懒得翻。」
她显然也听出了刘晓丽的言外之意,「至於新朋友」————那就更不可能了。我知道您急,不过这事儿您真别急。茜茜姐要是真有什麽想处一处的人,一准儿第一个跟您说,全世界她都不会瞒着的。」
她顿了顿,歪了歪头:「再说铁蛋、呦呦这俩名字,您不觉着听起来挺像小孩名儿吗?
」
小孩?
刘晓丽眨了眨眼,像是被什麽突然击中了似的,手里的花枝停在半空中。
叫张鑫无意间的一提示,她总觉着有一种说不清道不明的感觉萦绕心间,嘴里不断喃喃地重复:「呦呦————铁蛋————」
怎麽突然感觉这麽熟悉呢?像是很久以前在哪里听过。
她愣了会儿神,才缓缓把最後一枝花插好,退後半步端详了端详,拍了拍手上的碎叶:「你坐会儿,我上去看看她起来没,这几天都没睡好,我想让她多睡会儿来着。」
老母亲擡腿往二楼走,「你们今天采访完,也该启程去魔都了吧?」
「对,上午约了《新周刊》的专访,下午三点的飞机,到魔都那边安顿下来正好吃晚饭,後天白玉兰有个预热酒会。」
刘晓丽颔首,径直走到女儿房门前,轻敲房门。
「茜茜,是妈妈,起来没?」
没有回应。
她又敲了两下:「茜茜?小张来了,你们今天还有采访,化妆师马上到了。」
仍旧没有回应。
刘晓丽无奈,正要轻手轻脚地推门进去,房间里突然传出一声尖叫。
声音尖锐而短促,像是被人从噩梦中猛地拽出来,又像是看见了什麽不可思议的东西,刘晓丽心里一紧,几乎是下意识地拧动门把手,但一进门的景象便叫她呆立在原地。

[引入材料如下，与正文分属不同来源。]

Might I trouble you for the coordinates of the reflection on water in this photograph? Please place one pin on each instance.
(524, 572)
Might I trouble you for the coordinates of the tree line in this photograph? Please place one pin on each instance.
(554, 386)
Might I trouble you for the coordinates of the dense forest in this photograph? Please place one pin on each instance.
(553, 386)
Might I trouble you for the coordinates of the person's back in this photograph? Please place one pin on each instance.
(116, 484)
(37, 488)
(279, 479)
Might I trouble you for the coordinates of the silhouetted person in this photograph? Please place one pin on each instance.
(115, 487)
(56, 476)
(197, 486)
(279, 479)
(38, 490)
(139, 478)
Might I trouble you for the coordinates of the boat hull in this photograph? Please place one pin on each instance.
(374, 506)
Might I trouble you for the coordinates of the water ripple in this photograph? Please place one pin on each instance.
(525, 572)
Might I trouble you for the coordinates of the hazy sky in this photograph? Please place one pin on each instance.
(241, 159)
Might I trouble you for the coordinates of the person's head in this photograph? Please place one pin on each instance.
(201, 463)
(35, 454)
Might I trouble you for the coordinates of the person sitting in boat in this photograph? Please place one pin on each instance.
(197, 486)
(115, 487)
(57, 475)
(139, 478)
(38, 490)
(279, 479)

房间里,女儿刘伊妃坐在床上,长发散乱,脸色苍白如纸。
她的睡衣领口微微敞开,锁骨处沁着细密的汗珠,眼睛又睁得极大,瞳孔微缩,正以一种陌生而警惕的目光扫视着房间里的诸多事物:
床头柜上的台灯,梳妆台上的护肤品,衣柜半开的门缝里露出的衣角。
她像是在确认自己身在何处,又像是在寻找什麽本应存在却消失不见的东西。
今年已经三十有八、但仍旧天生丽质地同二十多岁时无异的女明星,陷入了一种旁人完全无法理解的惶恐,一直到看见唯一一个同梦境有关联的母亲,才哆嗦着嘴唇想要说些什麽。
只是这会儿嘴巴翕合,似乎又发不出声来。
「茜茜?」刘晓丽面色惊恐地快步上前,下意识地想要伸手去摸女儿的额头,「你怎麽了?做噩梦了?」
刘伊妃被近处的声音猛得拽回了现实,清亮的眼睛迅速氤氲上一层水汽,尔後便毫无挂碍地大颗大颗滚落下来。
她几乎硬生生地扑下床来,赤着脚踩在地板上,一把抓住了刘晓丽的手臂,力气大得惊人。
「妈!」她的声音在发抖,带着压抑不住的哭腔,「呦呦呢?铁蛋呢?」
刘晓丽看女儿盯得心头发毛,也被她问懵了:「什麽?」
「我们这是在哪里?」刘伊妃松开一只手,胡乱地抹了一把脸上的眼泪,然後跌跌撞撞地走到窗边,一把拉开了厚重的遮光窗帘。
阳光哗地涌进来,刺得人眼睛发疼。
窗外是她熟悉的温榆河,河水在六月的日光下泛着粼粼的波光,但还没有将那个刻骨铭心的梦境和现实记忆区分的刘伊妃呆住了。
她自然认得河湾那道近平直角的转弯,对岸那排树龄很老的垂柳,都是她开车进出时看了十多年的风景。